Health policy experts point out that MinnesotaCare provides coverage to a large group of state residents that otherwise might buy through the exchange. Closing the program could boost the number that would get coverage through MNsure, said Jacobs, the political scientist at the U.

“The key issue that MNsure faces is to build a pool of insured people that is large and broad enough so you get the kind of healthy dynamics of risk pooling and risk spreading,” Jacobs said. “Right now, what’s happening is we’ve got a pool that’s too small, and it’s weighted a bit more toward individuals who tend to have higher health costs.”

But Sen. Tony Lourey, DFL-Kerrick, said he would have serious reservations about closing MinnesotaCare, because the program has worked well for decades. Lourey, who carried legislation in the Senate to create MNsure, said it’s premature to start talking about changing MNsure until enrollment numbers come in.

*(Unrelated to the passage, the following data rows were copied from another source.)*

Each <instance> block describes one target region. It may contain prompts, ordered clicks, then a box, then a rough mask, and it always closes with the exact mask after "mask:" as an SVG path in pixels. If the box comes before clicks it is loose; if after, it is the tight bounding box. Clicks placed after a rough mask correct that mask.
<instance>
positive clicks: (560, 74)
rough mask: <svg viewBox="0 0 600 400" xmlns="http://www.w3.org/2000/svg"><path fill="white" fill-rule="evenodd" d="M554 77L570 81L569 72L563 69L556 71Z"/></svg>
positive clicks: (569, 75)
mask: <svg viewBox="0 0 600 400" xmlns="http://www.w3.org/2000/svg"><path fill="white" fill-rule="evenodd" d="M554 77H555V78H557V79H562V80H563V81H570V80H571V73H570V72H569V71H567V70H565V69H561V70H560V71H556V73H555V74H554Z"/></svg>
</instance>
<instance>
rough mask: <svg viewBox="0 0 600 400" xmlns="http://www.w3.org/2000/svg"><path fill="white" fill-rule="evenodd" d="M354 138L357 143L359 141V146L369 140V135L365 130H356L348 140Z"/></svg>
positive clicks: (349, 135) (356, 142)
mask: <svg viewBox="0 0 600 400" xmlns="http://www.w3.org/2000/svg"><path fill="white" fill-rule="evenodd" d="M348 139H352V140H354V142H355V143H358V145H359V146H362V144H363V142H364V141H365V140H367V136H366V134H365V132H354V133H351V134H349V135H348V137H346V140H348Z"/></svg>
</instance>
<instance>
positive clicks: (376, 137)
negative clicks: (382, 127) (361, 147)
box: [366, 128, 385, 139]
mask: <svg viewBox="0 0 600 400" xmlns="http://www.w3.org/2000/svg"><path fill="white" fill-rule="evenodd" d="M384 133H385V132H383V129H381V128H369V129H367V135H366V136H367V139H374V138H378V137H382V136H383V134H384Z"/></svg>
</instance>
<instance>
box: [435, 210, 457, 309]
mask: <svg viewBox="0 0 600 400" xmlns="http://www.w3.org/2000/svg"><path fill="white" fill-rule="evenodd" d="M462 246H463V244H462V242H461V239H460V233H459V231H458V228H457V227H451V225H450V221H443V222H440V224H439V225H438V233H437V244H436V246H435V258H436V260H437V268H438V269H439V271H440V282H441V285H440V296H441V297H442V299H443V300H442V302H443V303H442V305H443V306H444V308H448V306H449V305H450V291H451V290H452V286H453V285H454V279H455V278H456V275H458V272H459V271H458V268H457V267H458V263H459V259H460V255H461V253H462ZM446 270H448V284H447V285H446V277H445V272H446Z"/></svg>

“They’re burning the candle at both ends, trying to make sure they can meet these projections,” he said. The MNsure website, he added, is working “a far sight better than it was last year.”

Buying through MNsure is the only way Minnesotans can obtain tax credits to discount premiums costs, but insurance agents point out that the exchange isn’t the only place to buy coverage.

“Some clients have reported that with calls to MNsure it can still take a long time to get simple tasks done,” said Heidi Michaels, president-elect of the Minnesota Association of Health Underwriters, in a statement. “If one doesn’t need a government subsidy for health insurance it is possible, and often the best option, to go directly to an agent.”